Dear Abby | Friend working three jobs envies man on easy street
Dear Abby: I am having issues with a friend who gets handed most everything he wants. I had to grow up when I was very young, pay my own way for things and take care of myself. I work three jobs to pay my rent in a house with four other people while still pursuing my passion.
This friend is unemployed. He lives in an apartment his parents pay for and goes on frequent road trips. I have reached a point where I have become seriously envious, and I’m not sure how to stop feeling frustrated that he has an easier life than I do.
I care about our friendship, but it’s physically painful sometimes when he talks about these luxuries that I can’t afford. Should I cut off the relationship? Is this something I should talk about with him or something I need to work on myself? – Envious in New York
Dear Envious: Why not do both? Tell him how his going on and on about his “luxuries” makes you feel. If that doesn’t increase his sensitivity to the disparity in your situations, you have my permission to end the relationship.
From my perspective, if I had to say which of you is richer, it is you. Step back and you will recognize you have nothing to be jealous about, and you’ll be able to change your thinking.

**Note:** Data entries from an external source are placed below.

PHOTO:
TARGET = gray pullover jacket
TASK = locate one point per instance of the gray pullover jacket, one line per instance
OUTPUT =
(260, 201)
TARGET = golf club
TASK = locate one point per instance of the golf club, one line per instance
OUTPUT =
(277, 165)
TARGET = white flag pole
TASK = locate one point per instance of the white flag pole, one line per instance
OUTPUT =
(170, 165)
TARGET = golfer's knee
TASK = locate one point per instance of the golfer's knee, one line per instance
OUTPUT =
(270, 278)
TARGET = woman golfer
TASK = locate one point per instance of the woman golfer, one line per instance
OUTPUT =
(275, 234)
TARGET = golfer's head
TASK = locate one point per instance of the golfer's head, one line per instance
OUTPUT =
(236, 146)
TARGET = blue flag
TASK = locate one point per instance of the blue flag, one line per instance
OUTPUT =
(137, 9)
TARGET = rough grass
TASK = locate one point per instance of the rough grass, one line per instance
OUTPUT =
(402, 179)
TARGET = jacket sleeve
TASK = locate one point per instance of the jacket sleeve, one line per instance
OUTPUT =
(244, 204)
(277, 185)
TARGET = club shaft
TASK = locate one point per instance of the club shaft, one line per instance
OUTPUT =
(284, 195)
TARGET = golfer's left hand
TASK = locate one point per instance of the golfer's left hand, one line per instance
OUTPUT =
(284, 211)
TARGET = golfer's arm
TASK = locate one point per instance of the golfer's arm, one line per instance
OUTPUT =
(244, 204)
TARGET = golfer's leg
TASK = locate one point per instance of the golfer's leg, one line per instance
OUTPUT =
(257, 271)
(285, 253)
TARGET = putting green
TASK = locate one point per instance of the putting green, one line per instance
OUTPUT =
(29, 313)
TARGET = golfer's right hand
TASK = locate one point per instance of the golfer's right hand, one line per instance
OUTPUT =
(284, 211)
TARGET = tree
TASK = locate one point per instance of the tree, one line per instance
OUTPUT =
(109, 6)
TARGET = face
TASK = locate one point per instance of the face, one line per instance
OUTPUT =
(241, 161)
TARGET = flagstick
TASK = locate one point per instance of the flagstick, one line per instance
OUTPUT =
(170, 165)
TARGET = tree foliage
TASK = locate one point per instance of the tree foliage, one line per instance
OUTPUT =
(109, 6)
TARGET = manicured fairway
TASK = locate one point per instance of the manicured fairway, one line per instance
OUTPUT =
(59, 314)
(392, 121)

Dear Abby: I have a friend I’ll call Layla. Her best friend, “Matt,” raped her. She doesn’t want to tell anyone, but I think she needs to. She told me Matt has done it multiple times. I love her, and I don’t want it to keep happening because she’s an amazing person.
Her life isn’t going well, either. Her mom has stage 4 colon cancer and is in her final year. Her stepdad isn’t the best person, and Layla has a disease herself. I’m really worried about her. What should I do? – Standing By in Oregon
Dear Standing By: You should be worried. Encourage Layla to contact the Rape, Abuse and Incest National Network (rainn.org or 800-656-4673) and tell someone there what has been happening. Offer to be with her for emotional support when she does it. Matt is a predator, and for the sake of her own mental health she must no longer allow herself to be victimized.
With the amount of stress that your friend is under, it is not surprising that she’s ill. Stress can weaken the immune system. If she’s being treated by a doctor for her illness, her doctor should be made aware of everything that’s going on. She may be more inclined to reveal it if you accompany her to an appointment.